Using social media as a tool in teaching and learning can be exceptionally effective, but it also requires that instructors and students learn to adapt to the new environment it creates. For students, adapting to using social media in education requires understanding how online footprints can affect a student’s professional future, learning how to communicate effectively with classmates and instructors, and discovering new ways to deal with conflict.
The Internet is Forever
Facebook is only seven years old, but it’s already revolutionized the way we communicate with each other, as well as how we connect with the outside world. And its impact on education is substantial: both traditional and online degree programs are beginning to use social media platforms like Facebook and Twitter as a way to communicate with students.
Students who use social media on a regular basis are probably familiar—even comfortable—with the amount of sharing that happens. But remember that despite security settings and the ability to create closed groups, anything posted online is online indefinitely. So think twice before posting status updates, photos, and links to websites.
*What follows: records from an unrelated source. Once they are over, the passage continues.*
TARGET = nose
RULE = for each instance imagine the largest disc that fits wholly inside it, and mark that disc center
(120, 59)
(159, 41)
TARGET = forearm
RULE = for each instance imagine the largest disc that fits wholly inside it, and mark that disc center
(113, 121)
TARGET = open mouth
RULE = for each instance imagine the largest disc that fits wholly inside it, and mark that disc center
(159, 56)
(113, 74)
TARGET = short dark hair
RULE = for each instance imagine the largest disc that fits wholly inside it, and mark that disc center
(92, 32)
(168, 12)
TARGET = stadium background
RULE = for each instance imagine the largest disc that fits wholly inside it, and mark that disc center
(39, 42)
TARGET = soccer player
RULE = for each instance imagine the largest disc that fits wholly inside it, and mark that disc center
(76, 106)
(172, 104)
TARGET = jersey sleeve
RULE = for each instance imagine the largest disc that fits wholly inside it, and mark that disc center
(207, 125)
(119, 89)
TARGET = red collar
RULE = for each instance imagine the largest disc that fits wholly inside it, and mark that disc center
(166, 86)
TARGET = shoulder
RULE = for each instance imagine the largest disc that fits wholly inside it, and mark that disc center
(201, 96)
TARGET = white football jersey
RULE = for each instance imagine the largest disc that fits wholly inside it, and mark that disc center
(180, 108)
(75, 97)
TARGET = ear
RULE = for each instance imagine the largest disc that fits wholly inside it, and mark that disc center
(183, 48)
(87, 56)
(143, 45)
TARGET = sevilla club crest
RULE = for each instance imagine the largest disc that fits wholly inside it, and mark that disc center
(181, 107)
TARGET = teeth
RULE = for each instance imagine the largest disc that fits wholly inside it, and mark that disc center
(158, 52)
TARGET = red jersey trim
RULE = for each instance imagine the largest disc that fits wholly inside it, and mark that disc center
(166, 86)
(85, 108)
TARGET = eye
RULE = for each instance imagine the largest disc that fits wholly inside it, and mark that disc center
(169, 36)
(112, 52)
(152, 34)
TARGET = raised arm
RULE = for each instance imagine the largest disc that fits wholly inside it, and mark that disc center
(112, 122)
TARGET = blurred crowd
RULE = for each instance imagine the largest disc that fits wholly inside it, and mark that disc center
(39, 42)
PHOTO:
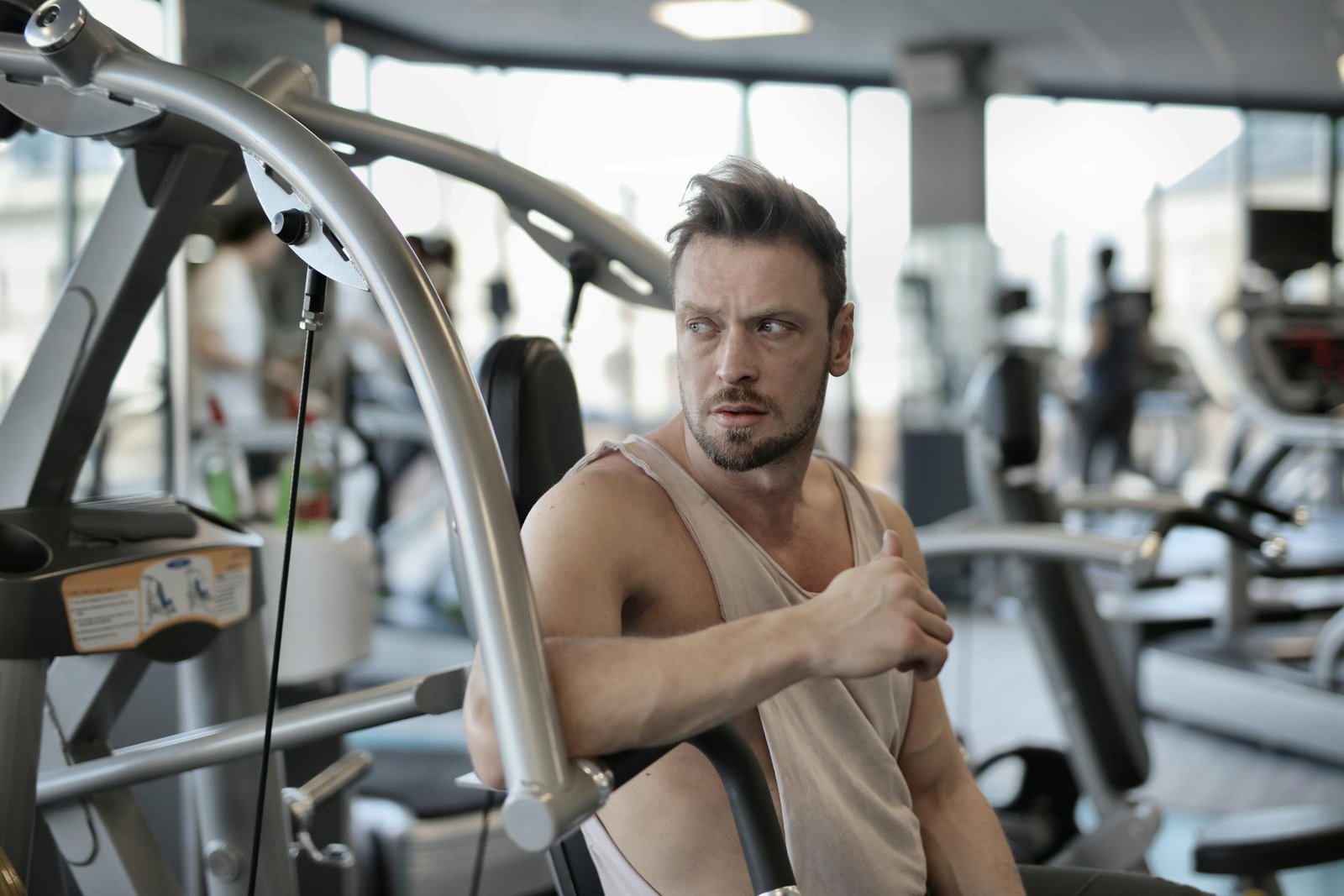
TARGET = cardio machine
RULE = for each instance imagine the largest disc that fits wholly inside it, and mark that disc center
(1274, 683)
(1095, 696)
(73, 584)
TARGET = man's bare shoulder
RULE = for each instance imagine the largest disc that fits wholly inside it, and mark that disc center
(895, 519)
(609, 488)
(608, 506)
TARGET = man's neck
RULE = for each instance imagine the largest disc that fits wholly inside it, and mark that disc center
(764, 501)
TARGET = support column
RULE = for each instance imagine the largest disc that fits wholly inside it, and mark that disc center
(22, 685)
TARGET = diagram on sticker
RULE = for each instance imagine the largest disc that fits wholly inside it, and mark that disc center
(176, 587)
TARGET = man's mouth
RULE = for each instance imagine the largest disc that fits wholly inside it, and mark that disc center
(737, 416)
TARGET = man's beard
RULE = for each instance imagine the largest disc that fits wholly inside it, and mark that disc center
(734, 452)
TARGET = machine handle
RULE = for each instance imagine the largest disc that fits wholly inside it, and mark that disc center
(338, 775)
(753, 806)
(1299, 516)
(1272, 547)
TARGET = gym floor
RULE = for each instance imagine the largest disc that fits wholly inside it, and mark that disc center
(1193, 772)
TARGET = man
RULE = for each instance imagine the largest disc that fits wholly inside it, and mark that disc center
(719, 570)
(1115, 367)
(228, 320)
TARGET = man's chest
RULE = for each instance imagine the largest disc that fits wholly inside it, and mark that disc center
(678, 593)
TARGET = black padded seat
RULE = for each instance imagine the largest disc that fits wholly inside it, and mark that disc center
(534, 407)
(1079, 638)
(423, 781)
(1257, 844)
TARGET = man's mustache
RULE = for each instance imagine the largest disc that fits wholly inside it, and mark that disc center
(738, 396)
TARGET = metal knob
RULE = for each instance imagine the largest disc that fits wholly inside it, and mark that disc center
(54, 24)
(1274, 548)
(292, 226)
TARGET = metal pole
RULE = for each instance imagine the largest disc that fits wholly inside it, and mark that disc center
(22, 687)
(225, 683)
(428, 694)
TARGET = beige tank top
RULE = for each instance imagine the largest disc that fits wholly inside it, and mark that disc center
(847, 819)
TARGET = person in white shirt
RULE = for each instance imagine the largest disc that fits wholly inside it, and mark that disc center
(228, 322)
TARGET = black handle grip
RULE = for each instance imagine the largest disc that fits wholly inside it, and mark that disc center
(749, 797)
(1249, 503)
(1270, 547)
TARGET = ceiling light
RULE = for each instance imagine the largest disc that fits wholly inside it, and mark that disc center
(727, 19)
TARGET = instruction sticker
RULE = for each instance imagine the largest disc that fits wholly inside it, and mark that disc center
(118, 607)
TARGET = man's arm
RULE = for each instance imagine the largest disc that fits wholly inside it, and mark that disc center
(965, 849)
(591, 547)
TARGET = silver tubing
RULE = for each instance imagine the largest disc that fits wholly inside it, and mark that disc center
(22, 685)
(1028, 540)
(225, 683)
(20, 60)
(521, 190)
(1330, 653)
(546, 795)
(428, 694)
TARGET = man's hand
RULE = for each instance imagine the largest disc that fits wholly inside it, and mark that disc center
(878, 617)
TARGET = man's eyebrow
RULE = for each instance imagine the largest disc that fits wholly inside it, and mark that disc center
(696, 309)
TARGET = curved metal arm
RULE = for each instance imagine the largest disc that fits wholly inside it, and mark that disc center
(753, 806)
(523, 191)
(548, 793)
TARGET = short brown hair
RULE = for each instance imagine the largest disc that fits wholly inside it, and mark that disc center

And using social media for school interactions requires extra caution— you don’t want to appear unprofessional in your posts in case potential employers or clients decide to check up on your school’s Facebook page.
Communication in the Digital Age
It’s taken for granted that social media allows people to be less reserved than they might be otherwise. College students aren’t often formal with each other in a learning setting, but there is an unwritten set of rules for classroom conduct. Those same rules should apply to online learning and to the way students communicate with each other and with instructors.
E-mails and Facebook messages should be brief and concise—particularly if students are e-mailing instructors. For a teacher who deals with perhaps hundreds of students every day, the clearer an e-mail is, the more likely a teacher is to respond quickly to a student’s request. Using social media sites like Twitter can help students learn to be succinct—and if students use Twitter to share links to research or other websites, those messages should be clearly written as well. In courses with online lecture or discussion elements, students should take care not to monopolize conversation and, just like in a physical classroom, allow other students to speak.
Avoiding “Flame Wars”
“Flaming” is an Internet term used to describe hostile interaction between Internet users. And, depending on the course, college students might “flame” each other in physical classrooms during heated discussions and debates. Online, however, things like sarcasm can be misconstrued—and cues like voice inflection and body language are absent entirely.
Whether students are offering constructive criticism to classmates or just joking around, be sure to be as clear as possible. Instead of telling a classmate that something’s “wrong” or “bad,” use descriptive terms and be tactful. Being positive during class discussions can help avoid misunderstandings and conflict. It’s one of the best ways to engender good will with classmates—and building positive relationships should be a part of every college experience.
The utility of social media in education continues to be explored, and as its integrated into teaching and learning, students will have to learn to communicate effectively in an online setting. And since college students are already using social media in their everyday lives, it’s even more important that they learn to use in their professional and educational lives as well.